Por Nonato Reis*
Nos meus tempos de adolescente, as festas dedicadas aos santos milagreiros, as novenas, as rezas e as ladainhas faziam a alegria das comunidades ribeirinhas.
À semelhança de um católico fervoroso, eu comparecia a todas, não porque fosse devoto, mas atraído pela animação dos eventos e pelas guloseimas que costumavam ocorrer, após as celebrações e cantorias.
Festa de São Gonçalo, por exemplo, eram noites de diversão certa e comida farta.
Adorava a música, ao som de rabeca e violão, o bailado dos brincantes e aquela espécie de auto dedicado ao santo. No último dia, após a celebração, tinha o famoso “arrasta pé” de radiola, que varava as madrugadas nos barracões de chão batido de terra, cobertos com palha de babaçu. Amado Batista, Reginaldo Rossi e mais um cortejo de cantores bregas se revezavam nos discos de vinil, tocados nas aparelhagens de som de altíssima potência.

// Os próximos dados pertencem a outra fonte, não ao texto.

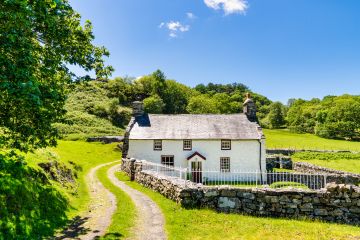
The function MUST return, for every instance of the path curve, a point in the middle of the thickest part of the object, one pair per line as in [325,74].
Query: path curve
[102,205]
[150,220]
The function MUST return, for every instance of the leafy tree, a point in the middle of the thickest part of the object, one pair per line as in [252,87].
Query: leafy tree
[276,115]
[176,97]
[202,104]
[38,41]
[154,104]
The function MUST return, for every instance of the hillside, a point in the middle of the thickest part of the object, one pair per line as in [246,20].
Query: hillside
[96,108]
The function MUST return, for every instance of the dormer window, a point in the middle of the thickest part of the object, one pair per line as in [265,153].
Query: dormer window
[187,144]
[157,145]
[225,144]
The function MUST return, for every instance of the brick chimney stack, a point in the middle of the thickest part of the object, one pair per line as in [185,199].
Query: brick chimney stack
[250,108]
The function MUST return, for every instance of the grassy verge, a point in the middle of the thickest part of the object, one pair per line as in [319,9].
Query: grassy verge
[85,156]
[287,139]
[340,161]
[124,216]
[206,224]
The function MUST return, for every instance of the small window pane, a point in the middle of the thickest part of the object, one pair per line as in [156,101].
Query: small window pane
[187,145]
[225,164]
[157,144]
[225,144]
[167,160]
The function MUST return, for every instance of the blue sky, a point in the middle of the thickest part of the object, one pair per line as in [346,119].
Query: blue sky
[279,48]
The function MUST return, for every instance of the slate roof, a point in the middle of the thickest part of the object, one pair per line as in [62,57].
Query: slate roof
[195,126]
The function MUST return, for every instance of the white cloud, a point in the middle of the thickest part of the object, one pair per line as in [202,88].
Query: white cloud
[228,6]
[174,28]
[190,15]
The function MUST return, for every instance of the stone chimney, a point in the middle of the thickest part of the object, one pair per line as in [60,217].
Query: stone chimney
[138,108]
[250,108]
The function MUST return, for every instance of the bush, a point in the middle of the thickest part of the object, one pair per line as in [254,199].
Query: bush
[30,207]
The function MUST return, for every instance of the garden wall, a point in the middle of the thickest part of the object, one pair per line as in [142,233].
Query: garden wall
[336,176]
[336,203]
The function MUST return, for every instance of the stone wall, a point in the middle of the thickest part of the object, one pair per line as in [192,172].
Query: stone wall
[336,203]
[336,176]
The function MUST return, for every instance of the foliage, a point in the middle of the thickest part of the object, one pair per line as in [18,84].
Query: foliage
[276,117]
[202,104]
[38,41]
[207,224]
[290,140]
[30,206]
[154,104]
[348,162]
[332,117]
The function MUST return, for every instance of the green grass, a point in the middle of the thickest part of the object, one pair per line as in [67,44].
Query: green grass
[287,139]
[339,161]
[288,184]
[124,216]
[206,224]
[86,156]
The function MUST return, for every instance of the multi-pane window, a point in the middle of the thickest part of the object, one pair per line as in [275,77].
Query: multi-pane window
[157,145]
[187,144]
[225,164]
[167,160]
[225,144]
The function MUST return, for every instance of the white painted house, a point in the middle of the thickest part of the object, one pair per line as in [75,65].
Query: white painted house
[216,142]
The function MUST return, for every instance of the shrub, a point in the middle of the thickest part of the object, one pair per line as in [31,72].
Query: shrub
[30,207]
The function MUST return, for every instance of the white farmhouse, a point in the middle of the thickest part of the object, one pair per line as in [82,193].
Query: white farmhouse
[216,142]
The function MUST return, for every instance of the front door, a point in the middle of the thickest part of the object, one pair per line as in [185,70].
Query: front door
[196,172]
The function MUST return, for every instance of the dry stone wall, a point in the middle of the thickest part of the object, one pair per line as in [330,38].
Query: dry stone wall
[335,203]
[332,175]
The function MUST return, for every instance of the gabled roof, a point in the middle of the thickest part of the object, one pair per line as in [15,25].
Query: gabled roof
[195,126]
[196,154]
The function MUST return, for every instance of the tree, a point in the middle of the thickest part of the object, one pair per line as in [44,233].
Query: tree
[38,41]
[154,104]
[276,115]
[202,104]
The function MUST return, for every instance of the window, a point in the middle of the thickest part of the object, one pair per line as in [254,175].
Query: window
[167,160]
[225,144]
[225,164]
[187,145]
[157,145]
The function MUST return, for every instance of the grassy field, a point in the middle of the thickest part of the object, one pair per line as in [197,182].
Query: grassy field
[206,224]
[124,217]
[339,161]
[86,156]
[286,139]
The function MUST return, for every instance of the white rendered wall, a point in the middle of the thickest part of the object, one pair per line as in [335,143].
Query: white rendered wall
[244,154]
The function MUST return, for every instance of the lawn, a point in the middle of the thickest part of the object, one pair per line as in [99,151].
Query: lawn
[124,216]
[287,139]
[206,224]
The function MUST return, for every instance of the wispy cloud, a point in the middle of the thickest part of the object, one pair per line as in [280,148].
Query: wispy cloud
[190,15]
[228,6]
[174,27]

O baile de São Gonçalo era um tributo ao santo pelo atendimento de uma promessa. No interior, onde o povo tem uma religiosidade exacerbada, uma vez ocorrido o milagre em face do pedido, a festa tinha que ser realizada. Assim, se ocorresse de alguém fazer uma promessa e morrer sem cumprir o juramento, a obrigação estendia-se aos familiares do morto, que assumiam assim a responsabilidade pela promoção do evento. E ai de quem descumprisse o juramento. O morto não lhe daria sossego.

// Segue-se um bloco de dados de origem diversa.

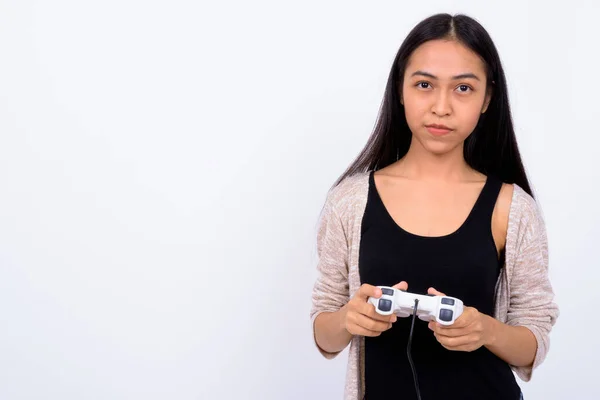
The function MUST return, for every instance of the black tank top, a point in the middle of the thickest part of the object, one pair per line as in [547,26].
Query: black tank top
[463,264]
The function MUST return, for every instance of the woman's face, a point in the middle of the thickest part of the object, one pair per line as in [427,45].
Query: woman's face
[444,84]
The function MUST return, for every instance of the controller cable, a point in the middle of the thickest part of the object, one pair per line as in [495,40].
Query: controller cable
[408,348]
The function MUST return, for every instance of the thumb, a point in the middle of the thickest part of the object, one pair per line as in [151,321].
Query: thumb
[435,292]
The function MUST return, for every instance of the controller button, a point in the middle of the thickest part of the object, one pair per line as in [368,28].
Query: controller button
[385,305]
[446,315]
[448,301]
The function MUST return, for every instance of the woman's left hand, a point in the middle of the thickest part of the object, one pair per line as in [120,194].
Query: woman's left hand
[469,332]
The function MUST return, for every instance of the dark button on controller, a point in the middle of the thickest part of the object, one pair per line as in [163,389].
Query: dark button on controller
[385,305]
[446,315]
[448,301]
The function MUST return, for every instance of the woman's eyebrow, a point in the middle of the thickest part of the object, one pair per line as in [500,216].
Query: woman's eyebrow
[456,77]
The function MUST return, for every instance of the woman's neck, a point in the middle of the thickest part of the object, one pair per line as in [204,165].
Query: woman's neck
[421,164]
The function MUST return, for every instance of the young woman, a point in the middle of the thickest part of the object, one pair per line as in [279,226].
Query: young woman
[437,203]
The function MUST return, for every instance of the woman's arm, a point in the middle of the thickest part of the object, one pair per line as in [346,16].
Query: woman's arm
[516,345]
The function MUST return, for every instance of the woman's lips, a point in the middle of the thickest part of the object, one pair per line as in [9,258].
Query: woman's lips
[438,130]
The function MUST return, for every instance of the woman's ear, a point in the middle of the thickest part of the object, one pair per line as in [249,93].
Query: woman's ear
[486,103]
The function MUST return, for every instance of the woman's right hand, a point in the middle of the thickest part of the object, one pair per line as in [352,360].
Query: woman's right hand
[360,317]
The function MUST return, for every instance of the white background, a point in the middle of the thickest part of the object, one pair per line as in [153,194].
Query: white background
[163,164]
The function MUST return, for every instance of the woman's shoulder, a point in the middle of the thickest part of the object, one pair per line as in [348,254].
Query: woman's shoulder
[350,190]
[526,218]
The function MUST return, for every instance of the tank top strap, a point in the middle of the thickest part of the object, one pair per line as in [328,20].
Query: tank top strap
[484,207]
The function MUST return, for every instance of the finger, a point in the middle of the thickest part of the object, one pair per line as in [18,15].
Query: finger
[368,310]
[365,291]
[372,324]
[435,292]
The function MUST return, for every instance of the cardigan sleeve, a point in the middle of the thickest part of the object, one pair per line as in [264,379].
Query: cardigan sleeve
[331,288]
[531,294]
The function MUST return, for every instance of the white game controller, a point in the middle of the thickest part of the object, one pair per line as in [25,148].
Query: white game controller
[443,309]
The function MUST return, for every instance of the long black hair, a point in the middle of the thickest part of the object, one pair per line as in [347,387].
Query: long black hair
[492,146]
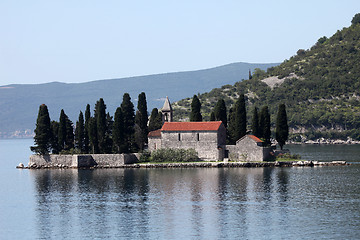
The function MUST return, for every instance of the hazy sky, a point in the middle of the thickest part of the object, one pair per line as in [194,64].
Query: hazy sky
[84,40]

Eu ficava com a pulga atrás da orelha com essas promessas de defunto. As pessoas diziam que, no meio da representação, o falecido costumava “aparecer” no corpo de alguém, para dizer se considerava o encargo cumprido ou não.
Lembro de um baile desses que deu o maior furdunço, porque o finado decidiu “dar as caras” justo na hora do “arrasta pé”, quando o suor escorria livre e o cheiro de cachaça impregnava o salão apinhado de gente.
Foi “um para pra acertar” dos diabos. Enfurecida, a entidade do além “apoderou-se” da sua filha mais nova que, “possuída”, dava gritos e quebrava o que via pela frente. “Não valeu, não valeu!”, dizia aos berros. “Da minha promessa deviam participar apenas mulher, homem não”.
E lançando mão de um facão enferrujado, que alguém colocara ao pé da mesa do som, brandiu a arma no ar, diante do olhar estupefato da plateia. “Ou desmancha tudo e faz de novo, e agora, ou não fica um pra contar história”.
Foi gente fugindo aos magotes por buracos nas paredes laterais do barracão, igual ratos de porão de navio em naufgrágio. Eu, no sufoco para escapar, caí dentro de um galinheiro, repleto de excremento e saí de lá parecendo porco após deixar o lameiro.
Depois de algum tempo do rebuliço, a custo a paz voltara ao barracão, o espírito do morto, diante da jura dos filhos de que um novo baile seria realizado dali a alguns dias, tudo dentro dos conformes estabelecidos na promessa, aceitou bater em retirada e a festa pôde, enfim, ser retomada.
Menos para mim, que me encontrava em situação lastimável e exalando mau cheiro que se propagava a metros de distância.
Assim, já sob o coro dos poleiros que anunciava o raiar da aurora, bati em retirada e cheguei em casa, ávido por me ver livre daquelas vestes imundas. Porém, para minha surpresa encontrei o meu pai, em pé diante da porta, a me esperar com o cinturão na mão.
– Então é assim?
Eu não disse nada, e ele continuou:
– A tua avó nem bem foi enterrada e tu já varando as noites na safadeza…
Foi então que, sob o açoite do cinto nas costas, eu me lembrei que a velha Mariana, minha avó, falecera havia apenas quatro dias. Eu, moleque de 13 anos, não entendia ao certo o que significava a morte e muito menos o luto … Na minha cabeça, tudo era motivo de vadiagem…até mesmo velórios, quanto mais baile de São Gonçalo.